Ketua Bawaslu Barito Utara, Adam Parawansa Shahbubakar, menyampaikan bahwa dengan selesainya tahapan persidangan di MK, masyarakat diharapkan dapat kembali bersatu demi pembangunan daerah.
“Terhadap putusan yang baru saja selesai dibacakan oleh Majelis Hakim Mahkamah Konstitusi pada tanggal 17 September 2025 untuk perkara nomor: 331/PHPU.BUP-XXIII/2025 PHPU Pilkada Kabupaten Barito Utara, kami ucapkan selamat untuk segenap masyarakat Barito Utara. Tahapan panjang yang bersama-sama telah kita lalui untuk satu tujuan, menghasilkan pemimpin Barito Utara yang terbaik,” ungkap Adam melalui keterangan tertulis.
Ia menegaskan, saatnya masyarakat menyatukan perbedaan pasca dinamika Pilkada. “Sekarang waktunya menyatukan perbedaan, bahu-membahu untuk Barito Utara ke depan yang lebih baik,” tambahnya.
Pernyataan ini sekaligus menjadi penegasan bahwa seluruh proses sengketa hasil pemilihan telah tuntas di MK, dan keputusan tersebut bersifat final serta mengikat.

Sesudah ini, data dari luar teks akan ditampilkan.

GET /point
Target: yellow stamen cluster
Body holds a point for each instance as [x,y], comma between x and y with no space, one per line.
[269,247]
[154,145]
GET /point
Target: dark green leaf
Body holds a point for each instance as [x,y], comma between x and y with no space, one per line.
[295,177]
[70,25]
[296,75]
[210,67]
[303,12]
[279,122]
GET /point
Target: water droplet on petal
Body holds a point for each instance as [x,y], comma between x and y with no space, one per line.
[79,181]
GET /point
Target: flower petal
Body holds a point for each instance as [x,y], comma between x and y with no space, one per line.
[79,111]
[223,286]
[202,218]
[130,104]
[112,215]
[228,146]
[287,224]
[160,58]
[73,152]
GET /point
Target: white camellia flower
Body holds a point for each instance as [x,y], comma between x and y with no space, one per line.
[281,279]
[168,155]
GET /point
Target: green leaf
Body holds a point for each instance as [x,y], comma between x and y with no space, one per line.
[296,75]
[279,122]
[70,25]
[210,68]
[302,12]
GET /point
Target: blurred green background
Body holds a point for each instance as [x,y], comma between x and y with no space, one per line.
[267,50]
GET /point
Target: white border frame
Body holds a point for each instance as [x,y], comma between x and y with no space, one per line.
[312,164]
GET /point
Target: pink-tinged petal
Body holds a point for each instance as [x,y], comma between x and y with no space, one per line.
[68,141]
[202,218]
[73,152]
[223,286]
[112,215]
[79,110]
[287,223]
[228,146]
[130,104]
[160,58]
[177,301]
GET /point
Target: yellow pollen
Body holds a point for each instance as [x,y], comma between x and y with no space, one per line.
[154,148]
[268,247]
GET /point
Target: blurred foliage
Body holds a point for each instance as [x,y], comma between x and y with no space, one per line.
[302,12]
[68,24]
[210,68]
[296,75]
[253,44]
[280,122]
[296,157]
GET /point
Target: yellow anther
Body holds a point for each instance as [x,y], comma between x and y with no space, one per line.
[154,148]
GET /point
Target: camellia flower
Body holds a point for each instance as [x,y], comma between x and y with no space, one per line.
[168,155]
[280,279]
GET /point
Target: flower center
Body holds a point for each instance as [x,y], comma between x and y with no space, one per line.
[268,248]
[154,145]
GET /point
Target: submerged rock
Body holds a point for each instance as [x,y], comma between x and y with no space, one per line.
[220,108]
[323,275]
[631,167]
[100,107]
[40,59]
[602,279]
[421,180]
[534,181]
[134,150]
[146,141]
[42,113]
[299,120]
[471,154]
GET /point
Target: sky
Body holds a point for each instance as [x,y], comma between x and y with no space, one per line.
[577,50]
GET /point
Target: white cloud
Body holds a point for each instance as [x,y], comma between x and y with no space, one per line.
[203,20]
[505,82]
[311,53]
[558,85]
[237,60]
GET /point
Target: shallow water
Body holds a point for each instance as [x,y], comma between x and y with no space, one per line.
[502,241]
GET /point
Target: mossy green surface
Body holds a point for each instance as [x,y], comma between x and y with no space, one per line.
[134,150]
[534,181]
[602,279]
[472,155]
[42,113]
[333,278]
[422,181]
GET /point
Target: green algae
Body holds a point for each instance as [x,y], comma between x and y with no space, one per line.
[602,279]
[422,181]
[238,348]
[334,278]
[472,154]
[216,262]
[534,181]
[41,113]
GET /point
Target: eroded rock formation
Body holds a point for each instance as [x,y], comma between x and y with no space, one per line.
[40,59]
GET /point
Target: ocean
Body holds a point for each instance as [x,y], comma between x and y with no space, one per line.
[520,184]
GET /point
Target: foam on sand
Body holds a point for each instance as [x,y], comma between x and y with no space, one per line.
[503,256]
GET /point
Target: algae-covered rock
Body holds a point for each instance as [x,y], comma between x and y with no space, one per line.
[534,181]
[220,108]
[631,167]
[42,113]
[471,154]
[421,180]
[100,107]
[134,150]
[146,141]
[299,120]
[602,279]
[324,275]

Sebelumnya, MK menolak permohonan sengketa Pilkada Barito Utara yang diajukan pasangan calon nomor urut 02. Dengan putusan ini, KPU Kabupaten Barito Utara bersiap melaksanakan tahapan selanjutnya, yakni rapat pleno penetapan pasangan calon bupati dan wakil bupati terpilih.